The Quellung reaction is time-consuming and requires experience (10). Therefore, development of molecular serotyping technology is crucial for the surveillance of IPD (7, 12). However, molecular serotyping methods are not yet widely available (14). Serogrouping of S. pneumoniae strains by agglutination assays is considered cost-effective (6). If performed directly on NSCS, it may improve the diagnosis of IPD (2). According to the level of discrimination, direct agglutination serogrouping of strains in NSCS by Pneumotest-Latex agreed with the results from the reference methods (strain and PCR typing) for most of the serogroups tested. The capsular reaction has been applied previously for simultaneous detection and typing of pneumococci in enrichment broth inoculated with nasopharyngeal swabs (5), and the direct use of Pneumotest-Latex is applicable to serotype identification for colonized carriers (13).

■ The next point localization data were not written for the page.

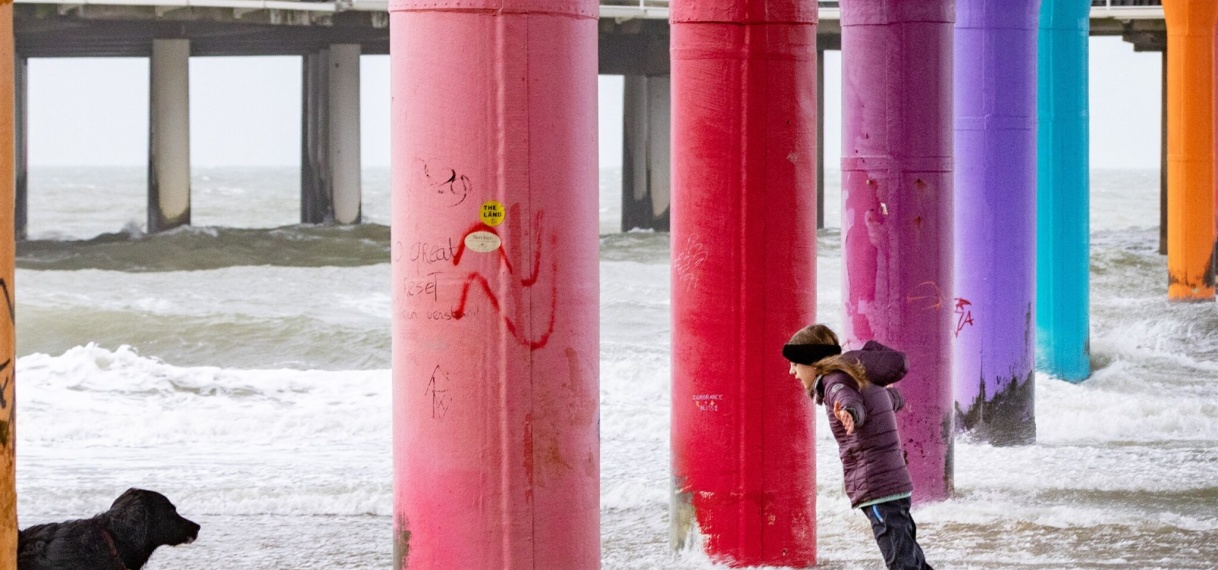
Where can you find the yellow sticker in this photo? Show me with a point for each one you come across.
(492, 212)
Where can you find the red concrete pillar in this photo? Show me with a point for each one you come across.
(897, 149)
(743, 278)
(495, 285)
(7, 319)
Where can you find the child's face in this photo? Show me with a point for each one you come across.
(805, 374)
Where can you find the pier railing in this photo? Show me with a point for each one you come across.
(609, 9)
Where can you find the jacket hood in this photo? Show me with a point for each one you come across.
(884, 365)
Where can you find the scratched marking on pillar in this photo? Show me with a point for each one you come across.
(688, 263)
(6, 369)
(440, 398)
(964, 316)
(519, 285)
(928, 292)
(446, 182)
(708, 402)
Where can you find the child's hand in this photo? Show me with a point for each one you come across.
(844, 417)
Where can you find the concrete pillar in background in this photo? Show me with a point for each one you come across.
(820, 139)
(169, 135)
(21, 146)
(7, 316)
(743, 279)
(646, 154)
(995, 219)
(316, 183)
(897, 221)
(495, 262)
(345, 174)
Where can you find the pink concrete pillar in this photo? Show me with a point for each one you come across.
(897, 218)
(743, 278)
(496, 451)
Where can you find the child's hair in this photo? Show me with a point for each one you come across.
(819, 334)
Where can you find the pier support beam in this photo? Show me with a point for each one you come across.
(743, 279)
(1190, 149)
(646, 156)
(995, 219)
(897, 221)
(7, 317)
(1062, 191)
(345, 132)
(316, 182)
(169, 135)
(495, 329)
(330, 166)
(21, 146)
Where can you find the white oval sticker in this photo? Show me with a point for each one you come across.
(482, 241)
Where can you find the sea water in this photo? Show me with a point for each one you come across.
(241, 367)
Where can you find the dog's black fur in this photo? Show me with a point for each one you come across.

In the present study, groups of NSCS considered to be incorrectly identified by Pneumotest-Latex did not represent technical failures of agglutination. One case was not included in the PCR analysis, and strains in four samples could not be discriminated by the latex method. Although the number of samples was low and serotype representation was incomplete, the results obtained in this study suggest that Pneumotest-Latex is a simple alternative for direct serogrouping of S. pneumoniae strains in NSCS. It provides preliminary results and could be used for screening before PCR serotyping when culture results are negative.

Acknowledgments

We thank the clinical microbiological laboratories of the Autonomous Community of Madrid, Spain, for submitting invasive isolates to the Streptococcus pneumoniae Serotypes Surveillance System. We thank Marisa Fernández, Nieves Herránz, and Nazaret Méndez for their excellent technical assistance and Carmen Betriu for her careful reading of the manuscript. We are also grateful to the Subdirección General de Promoción de la Salud y Prevención (General Subdirectorate for the Promotion of Health and Prevention) of the Autonomous Community of Madrid, Spain, for providing research facilities.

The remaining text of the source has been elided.